Is this a common definition? I could not find any source that gives a general definition.
Thanks for any help and suggestions!
 A: You are correct to observe that we need some suitable function from matrices to real numbers to define convergence. This is called a norm. Unfortunately for a vector space (and the set of matrices here can be seen as a vector space) there is more than one norm. Fortunately, there is a theorem that says on a finite dimensional vector space all norms are equivalent (see also the wikipedia article). Here this means that all norms will give us the same definition of convergence.
One possible norm for matrices is the sum of the absolute values of the eigenvalues of the matrix. Using this norm (maybe there is a more convenient choice of norm) one can show that the radius of convergence of the exponential series is indeed infinite.
A: Write $$A\le aU$$ where $a$ is the largest element of $A$ and $U$ is a $d\times d$ matrix of all ones.
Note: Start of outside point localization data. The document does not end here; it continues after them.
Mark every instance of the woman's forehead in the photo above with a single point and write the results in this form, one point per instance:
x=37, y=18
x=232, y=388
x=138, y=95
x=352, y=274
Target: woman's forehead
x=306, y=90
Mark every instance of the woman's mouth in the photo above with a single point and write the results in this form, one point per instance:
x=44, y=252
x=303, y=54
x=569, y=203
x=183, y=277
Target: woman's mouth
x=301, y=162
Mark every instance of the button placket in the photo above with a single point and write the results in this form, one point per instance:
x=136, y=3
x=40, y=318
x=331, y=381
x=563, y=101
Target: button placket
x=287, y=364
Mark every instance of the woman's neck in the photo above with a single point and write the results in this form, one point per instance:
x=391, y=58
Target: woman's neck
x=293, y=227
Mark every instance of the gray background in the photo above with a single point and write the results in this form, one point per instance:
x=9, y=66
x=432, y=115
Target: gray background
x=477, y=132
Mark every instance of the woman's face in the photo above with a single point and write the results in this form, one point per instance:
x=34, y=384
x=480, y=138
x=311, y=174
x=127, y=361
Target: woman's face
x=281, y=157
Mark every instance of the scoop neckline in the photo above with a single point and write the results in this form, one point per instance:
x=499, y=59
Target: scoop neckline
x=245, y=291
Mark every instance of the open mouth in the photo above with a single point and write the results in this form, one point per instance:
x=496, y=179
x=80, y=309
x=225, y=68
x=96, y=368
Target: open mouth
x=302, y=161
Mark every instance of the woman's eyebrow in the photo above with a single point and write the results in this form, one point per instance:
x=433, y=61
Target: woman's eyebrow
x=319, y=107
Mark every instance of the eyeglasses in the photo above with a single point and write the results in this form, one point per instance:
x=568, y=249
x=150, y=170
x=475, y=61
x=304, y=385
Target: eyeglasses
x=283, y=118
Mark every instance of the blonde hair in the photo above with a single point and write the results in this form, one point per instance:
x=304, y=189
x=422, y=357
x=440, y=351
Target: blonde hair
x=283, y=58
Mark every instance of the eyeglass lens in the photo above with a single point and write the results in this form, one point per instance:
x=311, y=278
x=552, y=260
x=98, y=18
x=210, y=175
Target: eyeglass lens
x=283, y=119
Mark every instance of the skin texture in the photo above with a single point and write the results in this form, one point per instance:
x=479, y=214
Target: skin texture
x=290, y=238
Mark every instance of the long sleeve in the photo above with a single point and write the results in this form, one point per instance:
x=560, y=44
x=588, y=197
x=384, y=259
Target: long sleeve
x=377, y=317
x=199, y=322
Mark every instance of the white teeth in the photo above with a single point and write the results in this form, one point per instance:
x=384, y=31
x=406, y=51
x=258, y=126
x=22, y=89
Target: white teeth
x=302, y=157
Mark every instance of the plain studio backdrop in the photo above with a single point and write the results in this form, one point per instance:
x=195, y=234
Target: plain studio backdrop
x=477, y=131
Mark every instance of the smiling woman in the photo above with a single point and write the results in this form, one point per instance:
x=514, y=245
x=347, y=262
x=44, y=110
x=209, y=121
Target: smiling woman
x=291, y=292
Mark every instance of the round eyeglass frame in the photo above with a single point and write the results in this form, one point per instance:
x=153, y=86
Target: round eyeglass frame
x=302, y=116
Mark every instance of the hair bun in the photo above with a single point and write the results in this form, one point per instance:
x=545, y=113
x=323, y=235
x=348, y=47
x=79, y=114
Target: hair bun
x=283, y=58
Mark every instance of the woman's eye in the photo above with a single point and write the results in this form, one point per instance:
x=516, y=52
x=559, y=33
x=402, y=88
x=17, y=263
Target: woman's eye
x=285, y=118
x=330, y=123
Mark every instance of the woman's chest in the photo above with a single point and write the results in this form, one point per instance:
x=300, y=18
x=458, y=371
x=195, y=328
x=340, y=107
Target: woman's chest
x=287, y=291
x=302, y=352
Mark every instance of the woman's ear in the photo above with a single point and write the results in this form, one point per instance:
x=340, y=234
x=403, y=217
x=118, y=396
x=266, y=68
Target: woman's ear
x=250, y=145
The comparison is made element-wise, ignoring the signs.
Then
$$A^n\le(aU)^n= d^{n-1}a^nU$$ and
$$\sum_{n=0}^\infty\frac{A^n}{n!}\le\frac{e^{da}}dU=:MU.$$
A: We can actually keep the same definition for matrix power series since it is in terms of real sequences $(c_n r^n)_{n \in \mathbb{N}}$ only, i.e $r \geq 0$ is a non-negative real number.
For complex series we then have:
Theorem: Let the power series $P(z)=\sum_{n=0}^{\infty} c_n z^n$ have radius of convergence $R$. Then
$(i)$ $P(z)$ diverges for all $z$ with $\lvert z \rvert >R$.
$(ii)$ For each $0<r<R$, the series $P(z)$ converges uniformly on $\bar{B}_r(0)=\{z \in \mathbb{C}:\lvert z \rvert \leq r\}$
$(iii)$ $P(z)$ converges absolutely for $z \in B_R(0)=\{z \in \mathbb{C}:\lvert z \rvert <R\}$
A similar statement follows for matrix power series by replacing the absolute value by the matrix norm (see here).